#14
放課後、芽榴はクリーム色のトートバッグを持って立ち上がる。
「舞子ちゃん、しばらく教室残ってる?」
芽榴は机の上に勉強道具を広げる舞子を見て、静かに尋ねる。芽榴の声を聞いて、舞子はすぐに振り返った。
「うん。勉強して帰る予定」
「……じゃあ、あの、もし蓮月くんが来たら、しばらくしたら戻るって伝えてもらえる?」
芽榴がお願いすると、舞子は快く了承してくれた。
風雅のことは舞子に任せて、芽榴は教室を出て行った。
翔太郎を探して、芽榴は上の階の空き教室を見て回る。
ホームルームが終わって、すぐ帰った可能性もある。けれどその途中で女子に捕まる可能性を考えると、翔太郎は生徒の数が減るまで学園に残っている気がした。
いくつか空き教室を見て回って、芽榴はやっと彼のいる空き教室を見つけた。
扉を開けてすぐに「葛城くんいるー?」と芽榴が声をかけると、奥の机の影に隠れていた翔太郎がゆっくり立ち上がった。
「楠原か。どうした」
声で芽榴と分かったのだろう。翔太郎は用件を尋ねながらこちらへと向かってきた。
芽榴の前に立って、翔太郎は教室の明かりをつけてくれた。
「……ありがと」
芽榴を気遣って、即座に部屋を明るくしてくれた翔太郎に、芽榴は静かにお礼を言った。
そして、そのお礼の言葉とともに、チョコをバッグから取り出す。
「できれば、突き返さないでもらってほしいんだけど」
芽榴はそんなふうに言いながら、翔太郎の胸の前にチョコを差し出した。
翔太郎が今、この空き教室に隠れているのは、女子からのバレンタインチョコから逃げているのが原因だ。
たとえこれが芽榴のチョコであっても、翔太郎だけは突き返さない可能性がゼロではない。
だから芽榴は遠慮がちに言ってみたのだが、芽榴の考えとは裏腹に、翔太郎はすんなり芽榴のチョコを受け取ってくれた。
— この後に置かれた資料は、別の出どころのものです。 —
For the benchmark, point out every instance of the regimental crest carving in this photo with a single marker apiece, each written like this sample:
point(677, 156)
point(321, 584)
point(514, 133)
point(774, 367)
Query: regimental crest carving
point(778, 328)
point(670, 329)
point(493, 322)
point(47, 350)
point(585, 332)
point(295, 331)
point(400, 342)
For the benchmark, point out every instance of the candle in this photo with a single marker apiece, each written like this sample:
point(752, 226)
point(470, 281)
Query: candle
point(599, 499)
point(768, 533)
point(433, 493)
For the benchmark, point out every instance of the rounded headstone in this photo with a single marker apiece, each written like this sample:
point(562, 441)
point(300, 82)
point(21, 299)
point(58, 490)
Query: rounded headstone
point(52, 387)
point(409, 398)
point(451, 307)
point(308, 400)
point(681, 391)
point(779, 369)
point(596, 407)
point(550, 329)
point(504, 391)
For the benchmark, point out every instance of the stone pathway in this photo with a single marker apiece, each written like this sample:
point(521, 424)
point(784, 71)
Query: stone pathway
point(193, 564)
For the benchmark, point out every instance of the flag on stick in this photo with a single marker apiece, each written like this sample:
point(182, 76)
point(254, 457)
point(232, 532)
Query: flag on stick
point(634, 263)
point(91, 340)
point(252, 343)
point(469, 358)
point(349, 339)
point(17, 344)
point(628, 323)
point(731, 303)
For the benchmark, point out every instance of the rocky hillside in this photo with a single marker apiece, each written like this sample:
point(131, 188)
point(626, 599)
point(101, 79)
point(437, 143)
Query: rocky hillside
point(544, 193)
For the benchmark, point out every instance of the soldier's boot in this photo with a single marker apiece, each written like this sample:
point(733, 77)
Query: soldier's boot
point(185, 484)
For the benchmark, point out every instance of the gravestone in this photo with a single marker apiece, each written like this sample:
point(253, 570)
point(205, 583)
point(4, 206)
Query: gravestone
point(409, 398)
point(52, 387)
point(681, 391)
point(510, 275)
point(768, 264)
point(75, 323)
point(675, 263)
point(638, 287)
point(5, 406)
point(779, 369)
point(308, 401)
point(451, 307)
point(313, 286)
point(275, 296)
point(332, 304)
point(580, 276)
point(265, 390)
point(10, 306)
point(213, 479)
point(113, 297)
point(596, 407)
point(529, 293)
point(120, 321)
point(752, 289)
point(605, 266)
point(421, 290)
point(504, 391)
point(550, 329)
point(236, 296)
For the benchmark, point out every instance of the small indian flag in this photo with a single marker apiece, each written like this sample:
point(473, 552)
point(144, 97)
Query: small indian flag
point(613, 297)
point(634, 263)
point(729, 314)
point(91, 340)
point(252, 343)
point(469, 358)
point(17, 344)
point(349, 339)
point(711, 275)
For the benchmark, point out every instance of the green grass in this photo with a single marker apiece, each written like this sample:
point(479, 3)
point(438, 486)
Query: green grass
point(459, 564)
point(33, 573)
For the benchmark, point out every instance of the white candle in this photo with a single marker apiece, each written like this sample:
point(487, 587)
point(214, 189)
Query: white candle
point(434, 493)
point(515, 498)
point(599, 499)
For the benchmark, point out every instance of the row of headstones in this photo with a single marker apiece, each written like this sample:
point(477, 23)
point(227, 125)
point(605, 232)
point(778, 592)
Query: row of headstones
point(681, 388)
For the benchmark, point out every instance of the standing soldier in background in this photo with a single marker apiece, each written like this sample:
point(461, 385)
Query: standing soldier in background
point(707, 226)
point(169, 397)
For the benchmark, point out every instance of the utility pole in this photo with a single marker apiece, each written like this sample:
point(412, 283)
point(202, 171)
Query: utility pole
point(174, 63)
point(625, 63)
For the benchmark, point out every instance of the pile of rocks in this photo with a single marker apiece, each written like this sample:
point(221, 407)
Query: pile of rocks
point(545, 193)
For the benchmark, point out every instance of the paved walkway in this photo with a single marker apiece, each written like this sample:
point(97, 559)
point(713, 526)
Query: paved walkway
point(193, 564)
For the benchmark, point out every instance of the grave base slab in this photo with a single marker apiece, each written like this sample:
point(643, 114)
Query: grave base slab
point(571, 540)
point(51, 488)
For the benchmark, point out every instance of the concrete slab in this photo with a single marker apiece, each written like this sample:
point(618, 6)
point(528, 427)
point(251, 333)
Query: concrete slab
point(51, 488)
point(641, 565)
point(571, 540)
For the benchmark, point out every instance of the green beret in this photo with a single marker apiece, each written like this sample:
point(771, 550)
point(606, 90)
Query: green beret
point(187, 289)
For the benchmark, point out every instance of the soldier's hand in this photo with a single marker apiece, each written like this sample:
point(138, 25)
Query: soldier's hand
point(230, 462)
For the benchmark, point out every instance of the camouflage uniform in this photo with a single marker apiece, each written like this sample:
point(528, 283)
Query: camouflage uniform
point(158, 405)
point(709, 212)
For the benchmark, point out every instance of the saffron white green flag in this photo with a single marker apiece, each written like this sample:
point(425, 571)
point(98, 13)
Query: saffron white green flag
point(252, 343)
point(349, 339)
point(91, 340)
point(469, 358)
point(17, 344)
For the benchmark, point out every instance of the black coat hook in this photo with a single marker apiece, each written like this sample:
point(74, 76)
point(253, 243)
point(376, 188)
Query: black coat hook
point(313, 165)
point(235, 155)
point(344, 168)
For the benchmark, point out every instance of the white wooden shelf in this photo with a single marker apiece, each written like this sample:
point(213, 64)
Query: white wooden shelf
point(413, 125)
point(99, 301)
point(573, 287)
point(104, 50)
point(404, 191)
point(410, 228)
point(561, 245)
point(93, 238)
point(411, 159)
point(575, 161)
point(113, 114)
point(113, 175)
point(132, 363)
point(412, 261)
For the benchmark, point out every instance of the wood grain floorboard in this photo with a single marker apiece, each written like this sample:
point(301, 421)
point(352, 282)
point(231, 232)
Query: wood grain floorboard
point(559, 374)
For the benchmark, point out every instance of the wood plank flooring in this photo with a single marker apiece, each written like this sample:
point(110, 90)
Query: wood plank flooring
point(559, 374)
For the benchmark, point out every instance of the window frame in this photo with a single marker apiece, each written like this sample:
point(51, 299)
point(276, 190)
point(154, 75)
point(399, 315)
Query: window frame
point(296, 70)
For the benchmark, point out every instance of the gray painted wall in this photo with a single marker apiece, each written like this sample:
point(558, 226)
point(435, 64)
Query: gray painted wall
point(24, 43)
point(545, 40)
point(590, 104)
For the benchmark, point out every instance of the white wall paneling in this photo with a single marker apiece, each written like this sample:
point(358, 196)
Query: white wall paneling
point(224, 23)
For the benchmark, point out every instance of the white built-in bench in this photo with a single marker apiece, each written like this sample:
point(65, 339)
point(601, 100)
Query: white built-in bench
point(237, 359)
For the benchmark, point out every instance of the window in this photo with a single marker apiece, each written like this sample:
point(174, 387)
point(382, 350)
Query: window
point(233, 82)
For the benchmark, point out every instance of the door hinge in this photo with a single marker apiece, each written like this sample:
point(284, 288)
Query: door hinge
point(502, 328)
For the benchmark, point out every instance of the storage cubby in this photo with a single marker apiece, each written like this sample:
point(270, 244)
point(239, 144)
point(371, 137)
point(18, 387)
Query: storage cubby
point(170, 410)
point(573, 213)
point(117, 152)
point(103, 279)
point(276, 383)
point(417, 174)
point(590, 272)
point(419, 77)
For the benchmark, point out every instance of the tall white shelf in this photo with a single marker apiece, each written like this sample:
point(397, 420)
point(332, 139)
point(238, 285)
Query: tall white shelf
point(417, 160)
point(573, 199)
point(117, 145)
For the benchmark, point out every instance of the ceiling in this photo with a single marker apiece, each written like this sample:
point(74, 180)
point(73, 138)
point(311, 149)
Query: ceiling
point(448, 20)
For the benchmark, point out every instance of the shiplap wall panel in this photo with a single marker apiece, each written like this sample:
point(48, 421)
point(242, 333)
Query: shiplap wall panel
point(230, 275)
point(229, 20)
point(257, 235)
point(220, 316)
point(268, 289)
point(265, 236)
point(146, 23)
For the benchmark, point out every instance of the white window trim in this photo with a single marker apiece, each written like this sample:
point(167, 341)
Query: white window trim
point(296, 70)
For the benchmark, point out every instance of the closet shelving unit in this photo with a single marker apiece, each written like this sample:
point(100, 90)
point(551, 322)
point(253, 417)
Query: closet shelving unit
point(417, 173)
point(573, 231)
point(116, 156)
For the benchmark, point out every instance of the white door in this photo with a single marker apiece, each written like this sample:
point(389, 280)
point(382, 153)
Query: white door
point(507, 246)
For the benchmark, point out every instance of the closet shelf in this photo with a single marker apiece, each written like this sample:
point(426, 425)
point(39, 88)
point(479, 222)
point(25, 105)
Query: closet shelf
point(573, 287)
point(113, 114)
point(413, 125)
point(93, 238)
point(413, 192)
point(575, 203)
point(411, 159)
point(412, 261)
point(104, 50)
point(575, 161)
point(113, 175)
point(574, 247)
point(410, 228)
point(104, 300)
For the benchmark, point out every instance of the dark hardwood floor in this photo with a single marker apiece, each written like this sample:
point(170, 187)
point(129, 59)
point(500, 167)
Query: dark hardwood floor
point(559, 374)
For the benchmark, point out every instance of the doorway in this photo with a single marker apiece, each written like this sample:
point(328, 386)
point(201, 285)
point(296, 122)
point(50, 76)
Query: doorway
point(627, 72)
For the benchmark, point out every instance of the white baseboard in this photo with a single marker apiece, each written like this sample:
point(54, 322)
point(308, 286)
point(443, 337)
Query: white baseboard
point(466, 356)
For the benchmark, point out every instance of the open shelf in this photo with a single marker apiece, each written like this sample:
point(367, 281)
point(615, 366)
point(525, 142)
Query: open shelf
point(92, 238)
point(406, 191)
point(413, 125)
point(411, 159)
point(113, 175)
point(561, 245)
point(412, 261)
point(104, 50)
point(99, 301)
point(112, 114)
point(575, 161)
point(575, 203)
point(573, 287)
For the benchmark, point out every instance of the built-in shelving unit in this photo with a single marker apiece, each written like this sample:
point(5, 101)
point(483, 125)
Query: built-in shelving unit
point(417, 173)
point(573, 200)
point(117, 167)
「貴様のチョコは義理だと分かるからな。快く受け取る」
若干驚いた顔をする芽榴に、翔太郎はふんと鼻を鳴らした。そして、翔太郎はそのまま芽榴の手提げへと視線を向ける。
「他のやつにはあげられたのか?」
「あはは……。まだ蓮月くんと……来羅ちゃんに渡せてなくて」
答えながら芽榴は視線をそらす。
「あいつらは2人して、今日はまともに教室にいないだろうからな」
「それは葛城くんも同じでしょー?」
芽榴が苦笑しながら言うと、翔太郎は「一緒にするな」と不機嫌な声をもらした。
「俺は巻き込まれないように最初から教室にいないだけだ。呼び出しで教室に戻れないあいつらとは理由が違う」
翔太郎はそう付け加え、眼鏡のブリッジを押し上げた。そして翔太郎は芽榴のことを心配するように目を細める。
「それより、貴様はちゃんと2人に会えるのか? 待つだけじゃ捕まらないと思うが」
「蓮月くんは、放課後一緒に帰るって約束してるから……大丈夫」
芽榴は風雅との約束だけを口にして黙る。芽榴がわずかに視線をそらすと、翔太郎が小さなため息を吐いた。
「……柊には、渡す気がないのか?」
「そういうわけじゃないよ」
渡す気はある。けれど、渡す自信はなかった。
芽榴がいまだに来羅に対してぎこちない態度をとっていることを、翔太郎は知っている。
「……本当に、手がかかるやつだな」
翔太郎は制服のポケットからスマホを取り出し、手を動かす。芽榴が首を傾げながらその様子を見ていると、翔太郎はスマホの操作を終えてそれを直した。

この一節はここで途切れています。